Discovery of Ancient Tomb Redefines History of Angamaly

From the tremendous riches and religious amity of the glorious past to the complex religious rituals in the State, there has been an enduring public fascination.

Published: 21st September 2015 04:20 AM  |   Last Updated: 21st September 2015 04:20 AM   |  A+A-

KOCHI:  From the tremendous riches and religious amity of the glorious past to the complex religious rituals in the State, there has been an enduring public fascination for the various aspects of Central Kerala, especially the ancient Muziris that was the landing point for Christianity, Islam and a host of other world cultures.

A more-than-four-century-old tomb believed to be that of Mar Abraham, the last Persian Chaldean bishop in Kerala who died in 1597, was discovered at the St Hormis Church (Kizhakkeppally), Angamaly, shedding light on the history of the region.  The laterite structure unearthed at the church during renovation work also sheds light on the historic magnificence of a region, where St Thomas, one of the 12 disciples of Jesus, and the early Islamic missionaries believed to have landed through the ancient seaport of Muziris, which even finds mention in ‘Chilappathikaram’ and the Roman/Greek historical records.

According to St George Basilica, Angamaly, rector Kuriakose Mundadan, who was among the group that discovered the tomb, the structure will be preserved with utmost respect and sanctity. “We cannot convert it into a museum as the tomb is situated in the sanctuary of the church.

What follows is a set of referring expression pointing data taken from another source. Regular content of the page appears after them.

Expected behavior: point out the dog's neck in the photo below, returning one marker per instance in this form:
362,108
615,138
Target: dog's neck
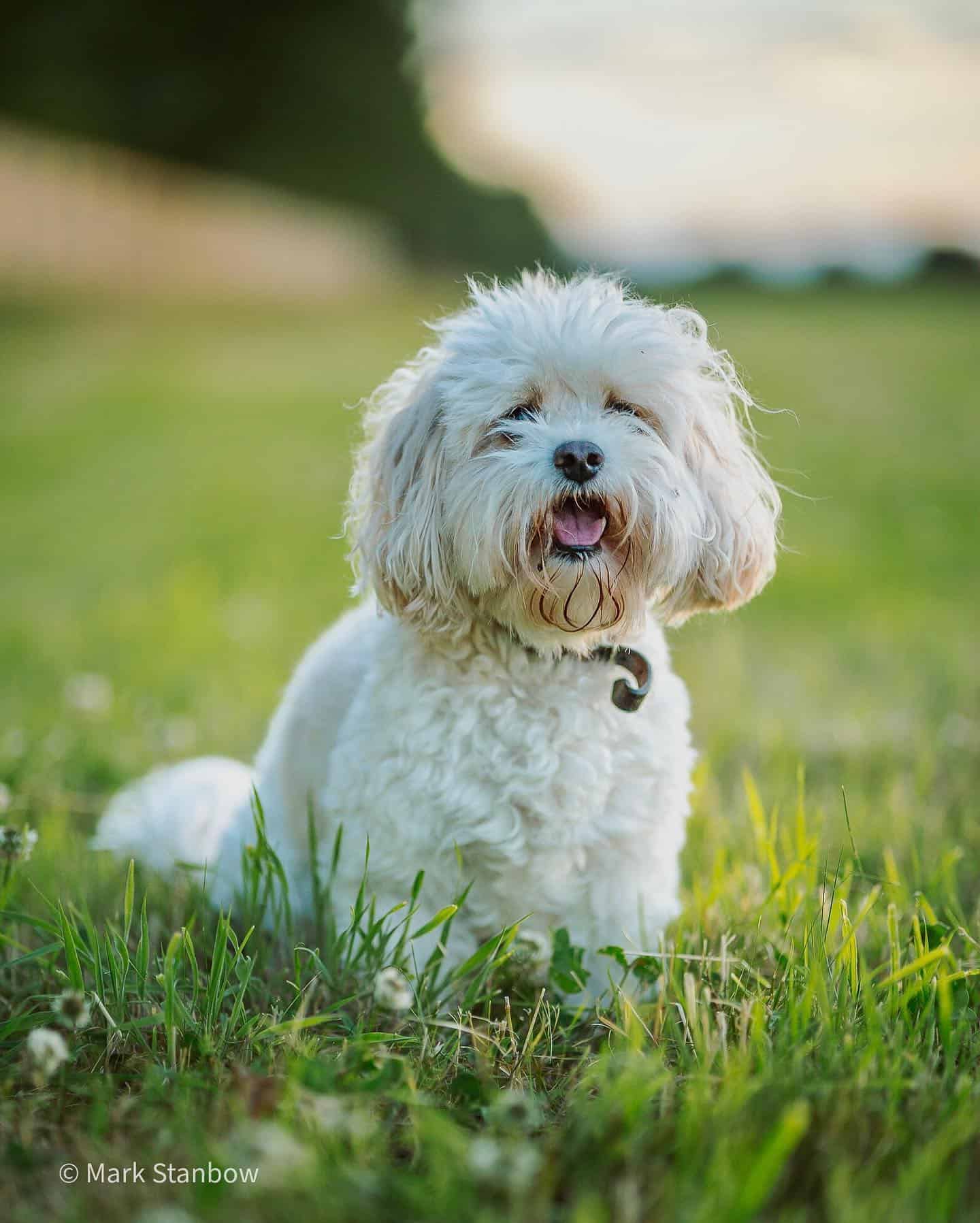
489,638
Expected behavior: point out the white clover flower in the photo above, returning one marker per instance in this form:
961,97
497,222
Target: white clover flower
47,1049
270,1147
331,1114
523,1166
510,1166
72,1009
486,1158
16,844
393,991
90,694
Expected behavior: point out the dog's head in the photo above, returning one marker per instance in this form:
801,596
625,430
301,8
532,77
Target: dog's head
564,459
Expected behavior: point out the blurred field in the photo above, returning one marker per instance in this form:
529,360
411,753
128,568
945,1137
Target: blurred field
170,493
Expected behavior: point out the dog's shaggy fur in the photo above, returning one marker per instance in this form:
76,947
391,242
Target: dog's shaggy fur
455,716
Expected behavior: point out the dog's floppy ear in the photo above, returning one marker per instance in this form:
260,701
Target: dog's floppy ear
394,512
736,555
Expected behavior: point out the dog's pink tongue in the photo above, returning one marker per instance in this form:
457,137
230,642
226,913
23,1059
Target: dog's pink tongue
578,526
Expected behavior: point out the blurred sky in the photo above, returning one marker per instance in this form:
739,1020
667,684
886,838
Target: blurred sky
668,137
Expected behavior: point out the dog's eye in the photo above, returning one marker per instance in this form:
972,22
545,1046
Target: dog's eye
521,412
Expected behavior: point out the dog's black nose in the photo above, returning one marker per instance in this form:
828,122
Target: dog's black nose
579,460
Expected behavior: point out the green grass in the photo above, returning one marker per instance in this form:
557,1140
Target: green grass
804,1047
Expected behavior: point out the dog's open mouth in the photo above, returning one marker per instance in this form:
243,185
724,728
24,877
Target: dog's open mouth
578,529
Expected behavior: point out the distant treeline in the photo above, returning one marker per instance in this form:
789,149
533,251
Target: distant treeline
308,96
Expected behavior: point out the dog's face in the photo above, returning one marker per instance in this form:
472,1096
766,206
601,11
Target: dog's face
562,461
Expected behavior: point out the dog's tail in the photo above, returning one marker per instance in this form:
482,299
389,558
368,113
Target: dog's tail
181,813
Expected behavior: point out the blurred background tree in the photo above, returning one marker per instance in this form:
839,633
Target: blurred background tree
316,98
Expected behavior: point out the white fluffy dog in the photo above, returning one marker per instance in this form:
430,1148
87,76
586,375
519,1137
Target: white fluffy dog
567,469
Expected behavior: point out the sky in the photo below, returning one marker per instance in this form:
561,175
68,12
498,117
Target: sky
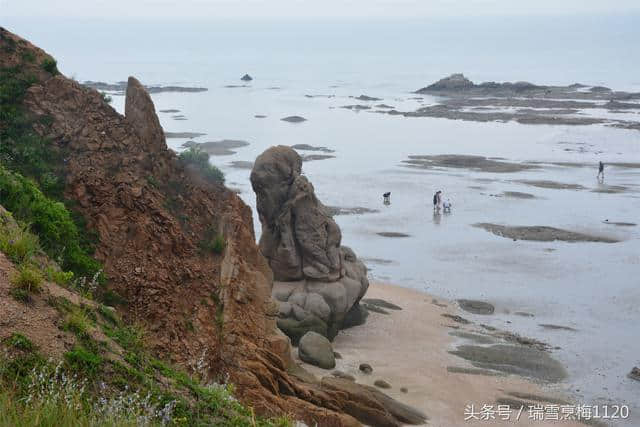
283,9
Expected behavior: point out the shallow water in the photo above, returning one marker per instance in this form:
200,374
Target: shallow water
591,287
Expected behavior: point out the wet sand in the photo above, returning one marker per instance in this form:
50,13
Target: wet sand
409,348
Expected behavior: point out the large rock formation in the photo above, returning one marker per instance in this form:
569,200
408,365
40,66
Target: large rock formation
318,283
140,111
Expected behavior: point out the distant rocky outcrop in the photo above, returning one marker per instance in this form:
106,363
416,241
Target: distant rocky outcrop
121,87
453,82
318,283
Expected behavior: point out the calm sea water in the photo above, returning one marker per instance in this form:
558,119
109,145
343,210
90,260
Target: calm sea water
591,287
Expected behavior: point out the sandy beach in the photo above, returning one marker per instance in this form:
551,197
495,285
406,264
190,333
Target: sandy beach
408,348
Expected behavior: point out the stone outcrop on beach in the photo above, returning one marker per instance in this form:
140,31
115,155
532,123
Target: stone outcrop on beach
140,112
318,282
453,82
316,350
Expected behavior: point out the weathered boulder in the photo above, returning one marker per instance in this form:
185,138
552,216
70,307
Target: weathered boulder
373,406
316,350
140,112
317,281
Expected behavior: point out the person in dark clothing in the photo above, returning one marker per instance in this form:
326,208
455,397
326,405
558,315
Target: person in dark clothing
601,170
437,200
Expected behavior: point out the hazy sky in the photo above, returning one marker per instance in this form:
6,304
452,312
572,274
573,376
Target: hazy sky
211,9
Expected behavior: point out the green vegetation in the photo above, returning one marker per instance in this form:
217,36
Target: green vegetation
200,159
212,242
51,221
106,98
50,65
89,389
20,342
96,383
17,243
81,360
26,281
31,184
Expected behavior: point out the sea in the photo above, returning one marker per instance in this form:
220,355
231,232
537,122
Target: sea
593,289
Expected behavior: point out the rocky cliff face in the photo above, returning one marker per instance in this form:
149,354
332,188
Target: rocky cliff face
318,283
154,219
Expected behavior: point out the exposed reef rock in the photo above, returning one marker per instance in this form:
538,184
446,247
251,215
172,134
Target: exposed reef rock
294,119
122,87
317,281
524,103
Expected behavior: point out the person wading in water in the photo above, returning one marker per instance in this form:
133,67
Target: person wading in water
601,170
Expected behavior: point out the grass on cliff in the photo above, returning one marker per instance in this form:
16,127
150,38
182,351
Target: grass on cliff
87,388
101,381
49,220
31,181
200,160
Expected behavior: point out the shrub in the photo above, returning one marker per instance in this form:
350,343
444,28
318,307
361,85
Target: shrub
84,361
62,278
200,159
17,243
50,220
27,279
78,322
106,98
212,241
50,65
20,342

However, the faithful will be given the opportunity to see it without upsetting the church rituals,” he said, adding that devotees were thronging the church since Sunday morning to get a  glimpses of the tomb.

“As per records, Mar Abraham was the last foreign (East Syrian) Metropolitan with the title ‘Metropolitan and Gate of All India’ who resided in Angamaly. When Mar Abraham was ordained as bishop of the Angamaly diocese in 1563, St Hormis East Church was the cathedral church where Mar Abraham resided. In the known history of St Thomas Christians, the first regional synod was convened in Angamaly in 1583, which was presided over by Mar Abraham,” said Mundadan. 

In the synod, various important decisions, including the the corrections in the liturgical books of Syrians and  establishment of the Vypeecotta Seminary, were taken. Mar Abrham died in January 1597 in Angamaly, and his body was buried in the Cathedral Church. Though he was buried in the sanctuary of the church, built in 1585 by the Chaldean Bishop, there was no official records to support the claim.  Angamaly was the first archdiocese in India and its jurisdiction was extended across the country. After Mar Abraham’s demise, superior of Archdiocese of Goa Dom Alexis Menzes degraded Angamaly and brought it under the control of the Goa Archdiocese.